Bana göre Sırrı Süreyya’nın sırrı buydu işte. Herkesin, yanında kendini rahat hissettiği adam olmak.
Ardında hoş seda bırakmanın ete kemiğe bürünmüş haliydi Sırrı Süreyya…
Tabi böyle bir insan, böyle bir hikaye, başında bir taçla uğurlanmayı fazlasıyla hak ediyordu. O taç da, bu toprakların temel ihtiyacı olan toplumsal barıştı elbette. Lakin olmadı. O kadarını göremedi. Sırrı Süreyya denilince benim zihnime düşen ilk kelime Barış. Hiç kimseyi dışlamayan, ötekileştirmeyen, kimliklerden arınmış bir barış.
Şimdi arkasından yazılanlara bakıyorum, ‘Sırrı Süreyya’ya bu barışı’ borçluyuz yazıları öne çıkıyor. Doğrudur, bu devletin ona bir borcu var.
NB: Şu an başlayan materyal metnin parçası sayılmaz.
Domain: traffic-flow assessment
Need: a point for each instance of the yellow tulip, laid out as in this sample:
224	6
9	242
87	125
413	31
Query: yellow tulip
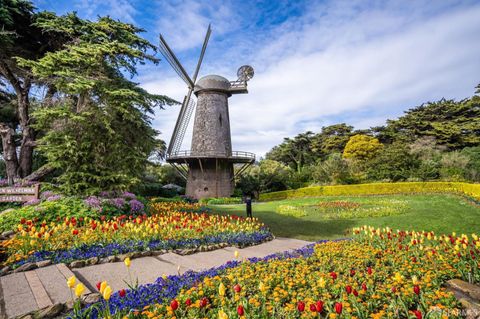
103	285
107	293
222	314
79	289
321	282
71	282
221	289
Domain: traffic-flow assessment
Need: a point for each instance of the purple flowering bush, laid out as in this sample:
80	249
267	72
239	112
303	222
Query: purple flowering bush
51	207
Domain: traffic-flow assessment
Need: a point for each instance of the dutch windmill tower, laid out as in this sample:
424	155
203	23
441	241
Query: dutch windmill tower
208	166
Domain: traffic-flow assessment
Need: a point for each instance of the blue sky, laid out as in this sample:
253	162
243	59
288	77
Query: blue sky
316	62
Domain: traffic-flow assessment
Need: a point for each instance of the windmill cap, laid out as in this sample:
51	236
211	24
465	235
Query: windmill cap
213	83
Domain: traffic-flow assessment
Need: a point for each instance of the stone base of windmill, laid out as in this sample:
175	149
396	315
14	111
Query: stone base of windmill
210	178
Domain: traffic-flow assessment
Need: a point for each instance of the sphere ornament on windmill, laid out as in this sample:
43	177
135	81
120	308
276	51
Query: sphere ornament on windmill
209	166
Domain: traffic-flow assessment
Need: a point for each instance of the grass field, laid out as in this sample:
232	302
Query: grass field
330	217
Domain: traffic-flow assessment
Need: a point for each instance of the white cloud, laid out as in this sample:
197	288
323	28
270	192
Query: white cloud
338	61
184	23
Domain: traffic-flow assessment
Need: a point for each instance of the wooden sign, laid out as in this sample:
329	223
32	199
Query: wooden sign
19	194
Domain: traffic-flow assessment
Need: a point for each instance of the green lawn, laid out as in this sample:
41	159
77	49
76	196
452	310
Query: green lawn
440	213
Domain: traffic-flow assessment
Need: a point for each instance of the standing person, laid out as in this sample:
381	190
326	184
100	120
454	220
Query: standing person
248	202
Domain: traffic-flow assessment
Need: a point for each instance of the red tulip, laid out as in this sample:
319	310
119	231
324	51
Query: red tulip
237	288
416	289
240	310
174	304
203	302
338	307
301	306
348	289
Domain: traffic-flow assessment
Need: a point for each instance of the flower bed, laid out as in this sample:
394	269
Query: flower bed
470	190
170	226
378	274
51	207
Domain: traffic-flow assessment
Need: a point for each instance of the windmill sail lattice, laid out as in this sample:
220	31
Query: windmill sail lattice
180	128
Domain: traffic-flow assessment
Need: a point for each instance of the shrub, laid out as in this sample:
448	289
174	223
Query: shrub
289	210
224	201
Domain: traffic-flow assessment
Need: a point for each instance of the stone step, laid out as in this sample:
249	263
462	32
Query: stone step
35	289
146	270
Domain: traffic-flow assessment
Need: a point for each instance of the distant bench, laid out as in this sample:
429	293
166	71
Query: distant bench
19	194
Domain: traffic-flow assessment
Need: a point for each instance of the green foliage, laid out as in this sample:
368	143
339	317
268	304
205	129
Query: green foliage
334	170
472	170
290	210
394	162
294	152
453	124
453	166
221	201
361	147
269	175
332	139
99	136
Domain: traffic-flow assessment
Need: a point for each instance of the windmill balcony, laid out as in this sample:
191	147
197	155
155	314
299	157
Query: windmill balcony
186	156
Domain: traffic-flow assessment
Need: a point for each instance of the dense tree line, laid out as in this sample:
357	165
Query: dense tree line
434	141
68	105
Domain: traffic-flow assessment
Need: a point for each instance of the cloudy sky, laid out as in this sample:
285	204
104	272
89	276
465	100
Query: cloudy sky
316	62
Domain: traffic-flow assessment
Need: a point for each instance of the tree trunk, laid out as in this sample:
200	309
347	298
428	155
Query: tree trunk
28	139
9	152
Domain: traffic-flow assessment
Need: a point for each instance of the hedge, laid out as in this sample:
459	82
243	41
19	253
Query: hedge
470	190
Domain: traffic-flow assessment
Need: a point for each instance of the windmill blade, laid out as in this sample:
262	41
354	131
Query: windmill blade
181	125
182	128
204	47
173	61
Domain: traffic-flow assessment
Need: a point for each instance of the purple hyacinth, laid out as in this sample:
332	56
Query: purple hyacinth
93	202
136	206
129	195
32	202
117	202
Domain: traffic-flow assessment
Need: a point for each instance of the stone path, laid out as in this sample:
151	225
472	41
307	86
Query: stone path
23	292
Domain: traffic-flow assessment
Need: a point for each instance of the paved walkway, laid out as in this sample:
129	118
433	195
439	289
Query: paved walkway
21	293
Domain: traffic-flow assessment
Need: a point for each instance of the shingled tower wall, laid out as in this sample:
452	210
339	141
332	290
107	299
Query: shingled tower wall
212	175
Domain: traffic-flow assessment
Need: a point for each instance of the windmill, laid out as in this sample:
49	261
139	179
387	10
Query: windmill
208	166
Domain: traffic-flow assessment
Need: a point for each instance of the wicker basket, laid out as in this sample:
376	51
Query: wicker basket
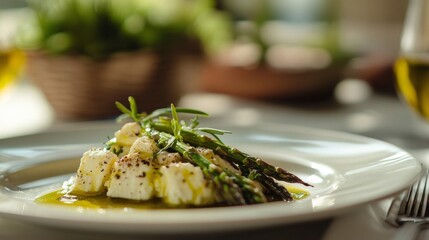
80	88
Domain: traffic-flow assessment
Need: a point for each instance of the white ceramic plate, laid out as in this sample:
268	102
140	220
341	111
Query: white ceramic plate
346	171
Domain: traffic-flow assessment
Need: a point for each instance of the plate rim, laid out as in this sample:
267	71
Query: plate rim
321	213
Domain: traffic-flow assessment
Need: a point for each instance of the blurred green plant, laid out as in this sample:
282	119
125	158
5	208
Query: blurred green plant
99	28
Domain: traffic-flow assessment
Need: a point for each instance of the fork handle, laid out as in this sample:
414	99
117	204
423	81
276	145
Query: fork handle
409	231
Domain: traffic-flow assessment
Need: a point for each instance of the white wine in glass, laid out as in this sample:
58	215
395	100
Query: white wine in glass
412	66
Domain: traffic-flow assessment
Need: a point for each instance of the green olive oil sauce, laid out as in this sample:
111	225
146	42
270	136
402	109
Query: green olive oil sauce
59	197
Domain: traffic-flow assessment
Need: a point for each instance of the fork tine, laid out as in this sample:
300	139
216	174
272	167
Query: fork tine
418	197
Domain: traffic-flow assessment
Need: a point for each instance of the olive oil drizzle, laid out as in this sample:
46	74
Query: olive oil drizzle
61	198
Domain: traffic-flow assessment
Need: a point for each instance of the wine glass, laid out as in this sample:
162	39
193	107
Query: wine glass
412	65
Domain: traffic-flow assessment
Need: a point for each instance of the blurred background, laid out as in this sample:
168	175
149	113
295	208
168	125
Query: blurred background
68	61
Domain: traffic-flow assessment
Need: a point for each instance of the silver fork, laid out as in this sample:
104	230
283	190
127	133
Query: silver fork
408	211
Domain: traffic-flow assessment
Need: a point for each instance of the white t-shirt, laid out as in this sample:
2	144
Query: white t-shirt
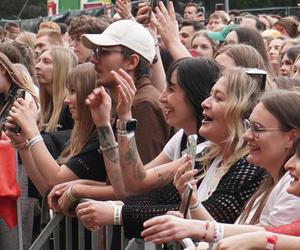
281	207
172	148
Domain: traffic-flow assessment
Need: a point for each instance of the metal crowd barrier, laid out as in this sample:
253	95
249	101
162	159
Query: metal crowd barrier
98	242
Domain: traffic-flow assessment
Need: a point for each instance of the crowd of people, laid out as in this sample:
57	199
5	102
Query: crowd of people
110	104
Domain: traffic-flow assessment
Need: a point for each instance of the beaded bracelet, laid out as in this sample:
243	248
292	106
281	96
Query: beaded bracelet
103	149
33	141
19	146
117	215
271	241
218	232
206	226
70	195
195	206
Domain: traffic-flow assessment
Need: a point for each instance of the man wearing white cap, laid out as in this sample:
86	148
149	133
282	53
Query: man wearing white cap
128	45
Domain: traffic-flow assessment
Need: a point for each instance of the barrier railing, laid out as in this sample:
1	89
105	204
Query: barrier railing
52	230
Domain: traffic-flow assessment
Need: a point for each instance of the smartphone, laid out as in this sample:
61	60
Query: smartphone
20	94
219	6
201	11
185	200
191	146
238	20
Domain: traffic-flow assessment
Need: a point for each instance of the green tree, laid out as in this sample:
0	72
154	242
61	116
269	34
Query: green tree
10	9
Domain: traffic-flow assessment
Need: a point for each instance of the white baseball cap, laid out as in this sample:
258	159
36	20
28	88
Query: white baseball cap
127	33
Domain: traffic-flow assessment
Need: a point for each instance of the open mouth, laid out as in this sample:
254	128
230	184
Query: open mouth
167	111
294	178
206	118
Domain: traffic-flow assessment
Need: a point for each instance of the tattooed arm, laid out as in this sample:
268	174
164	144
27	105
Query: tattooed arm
138	178
99	103
135	177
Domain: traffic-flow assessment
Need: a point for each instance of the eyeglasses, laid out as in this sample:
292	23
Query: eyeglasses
258	73
75	38
256	129
97	52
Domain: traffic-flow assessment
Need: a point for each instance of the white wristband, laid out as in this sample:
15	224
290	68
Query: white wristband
33	141
70	195
196	206
117	215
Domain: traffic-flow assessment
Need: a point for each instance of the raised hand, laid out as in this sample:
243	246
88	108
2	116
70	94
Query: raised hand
23	115
166	23
123	7
99	103
126	93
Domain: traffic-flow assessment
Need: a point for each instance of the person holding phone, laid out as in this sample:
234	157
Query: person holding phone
269	121
12	81
164	198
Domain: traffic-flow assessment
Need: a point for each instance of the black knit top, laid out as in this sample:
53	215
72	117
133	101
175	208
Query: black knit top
225	204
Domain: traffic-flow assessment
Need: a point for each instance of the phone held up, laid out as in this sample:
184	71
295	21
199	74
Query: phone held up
191	147
185	200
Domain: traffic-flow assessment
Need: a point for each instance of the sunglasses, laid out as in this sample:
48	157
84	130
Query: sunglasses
258	73
97	52
256	129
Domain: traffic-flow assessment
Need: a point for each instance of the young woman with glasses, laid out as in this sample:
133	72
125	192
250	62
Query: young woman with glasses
274	128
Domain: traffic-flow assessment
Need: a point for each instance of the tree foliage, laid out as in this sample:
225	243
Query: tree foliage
10	9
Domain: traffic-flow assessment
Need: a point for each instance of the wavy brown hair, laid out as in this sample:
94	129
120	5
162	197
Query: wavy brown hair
83	80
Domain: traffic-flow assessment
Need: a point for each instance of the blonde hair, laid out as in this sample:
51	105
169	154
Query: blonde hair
16	77
83	79
63	61
27	38
49	25
243	93
247	56
203	33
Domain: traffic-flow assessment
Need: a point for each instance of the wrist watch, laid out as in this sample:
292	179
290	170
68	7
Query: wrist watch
127	126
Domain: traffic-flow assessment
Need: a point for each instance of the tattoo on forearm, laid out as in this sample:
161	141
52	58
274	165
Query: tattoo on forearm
107	140
132	159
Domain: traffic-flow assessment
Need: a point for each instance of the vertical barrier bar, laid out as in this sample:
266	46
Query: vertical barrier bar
68	226
56	238
95	239
80	236
19	213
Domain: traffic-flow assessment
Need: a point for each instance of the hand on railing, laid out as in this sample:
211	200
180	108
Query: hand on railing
93	214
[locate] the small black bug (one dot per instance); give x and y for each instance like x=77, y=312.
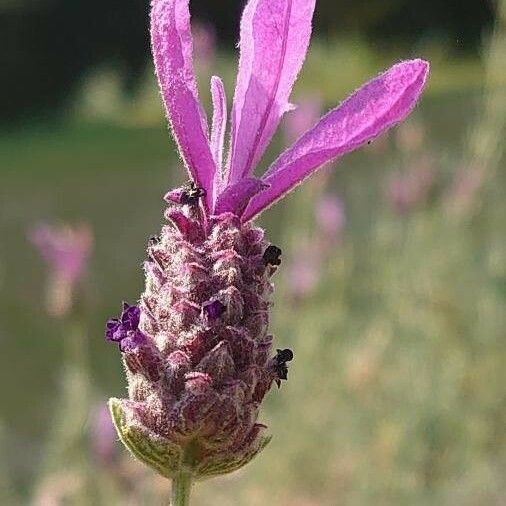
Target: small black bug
x=153, y=240
x=272, y=255
x=280, y=366
x=192, y=194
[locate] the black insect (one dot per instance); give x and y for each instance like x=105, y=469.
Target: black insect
x=192, y=194
x=280, y=366
x=272, y=255
x=154, y=240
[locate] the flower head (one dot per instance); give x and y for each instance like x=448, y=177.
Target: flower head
x=198, y=355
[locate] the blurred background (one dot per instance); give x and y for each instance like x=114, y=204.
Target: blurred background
x=392, y=290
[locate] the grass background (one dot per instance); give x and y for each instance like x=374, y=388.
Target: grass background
x=396, y=395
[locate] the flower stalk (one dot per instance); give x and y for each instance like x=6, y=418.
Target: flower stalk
x=196, y=348
x=181, y=488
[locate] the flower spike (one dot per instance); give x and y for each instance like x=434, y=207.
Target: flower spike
x=196, y=347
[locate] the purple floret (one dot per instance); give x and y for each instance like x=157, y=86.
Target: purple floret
x=213, y=309
x=125, y=330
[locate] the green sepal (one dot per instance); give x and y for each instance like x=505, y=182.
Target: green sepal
x=156, y=452
x=227, y=464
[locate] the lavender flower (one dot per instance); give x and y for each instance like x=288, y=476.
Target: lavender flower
x=67, y=250
x=302, y=118
x=204, y=43
x=196, y=348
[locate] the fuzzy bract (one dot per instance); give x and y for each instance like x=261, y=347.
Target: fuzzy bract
x=196, y=347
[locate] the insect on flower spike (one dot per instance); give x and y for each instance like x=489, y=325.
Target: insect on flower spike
x=198, y=356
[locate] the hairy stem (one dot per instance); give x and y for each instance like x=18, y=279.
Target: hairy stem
x=181, y=487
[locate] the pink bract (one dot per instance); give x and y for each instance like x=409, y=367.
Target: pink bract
x=274, y=40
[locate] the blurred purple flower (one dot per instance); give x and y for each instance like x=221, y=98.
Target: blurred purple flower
x=409, y=190
x=330, y=217
x=410, y=136
x=306, y=268
x=67, y=250
x=464, y=190
x=304, y=271
x=198, y=376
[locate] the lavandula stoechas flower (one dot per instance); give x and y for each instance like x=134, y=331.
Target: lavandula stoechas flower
x=196, y=347
x=67, y=250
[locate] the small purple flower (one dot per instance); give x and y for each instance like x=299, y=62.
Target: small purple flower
x=67, y=251
x=103, y=435
x=330, y=217
x=65, y=248
x=203, y=366
x=407, y=191
x=125, y=329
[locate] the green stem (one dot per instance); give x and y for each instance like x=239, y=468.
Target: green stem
x=181, y=487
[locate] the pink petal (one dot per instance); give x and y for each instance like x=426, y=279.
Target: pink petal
x=274, y=39
x=219, y=126
x=236, y=197
x=372, y=109
x=171, y=43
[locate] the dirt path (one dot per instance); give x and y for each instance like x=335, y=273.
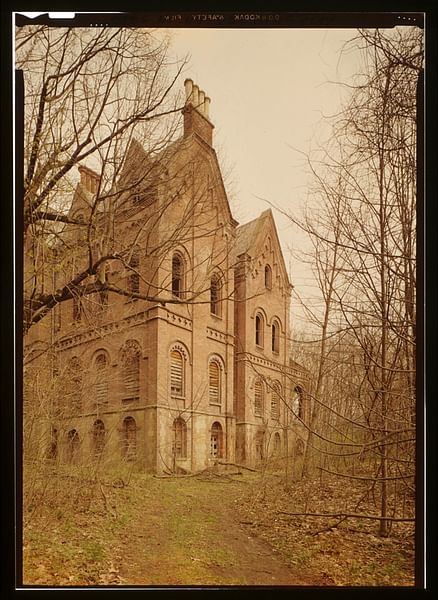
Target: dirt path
x=187, y=532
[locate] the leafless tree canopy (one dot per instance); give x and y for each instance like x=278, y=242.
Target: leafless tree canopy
x=89, y=93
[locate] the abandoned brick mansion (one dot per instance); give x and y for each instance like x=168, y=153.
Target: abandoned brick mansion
x=181, y=357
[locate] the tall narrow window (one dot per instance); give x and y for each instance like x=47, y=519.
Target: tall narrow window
x=268, y=277
x=74, y=386
x=73, y=446
x=131, y=370
x=77, y=308
x=176, y=373
x=215, y=304
x=129, y=439
x=214, y=382
x=101, y=383
x=297, y=402
x=275, y=403
x=216, y=440
x=277, y=443
x=275, y=337
x=180, y=438
x=134, y=276
x=98, y=437
x=103, y=300
x=52, y=450
x=259, y=330
x=258, y=398
x=260, y=445
x=177, y=276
Onun şahsında, bu topraklarda yaşayan bütün halklara da bir borçtur bu.
Ruhun şad olsun Sırrı Süreyya. İyilere hep dar gelen bu dünya sana da dar geldi.
Sensiz bu ülkenin vicdanı biraz daha eksildi. İşimiz her zamankinden daha zor artık.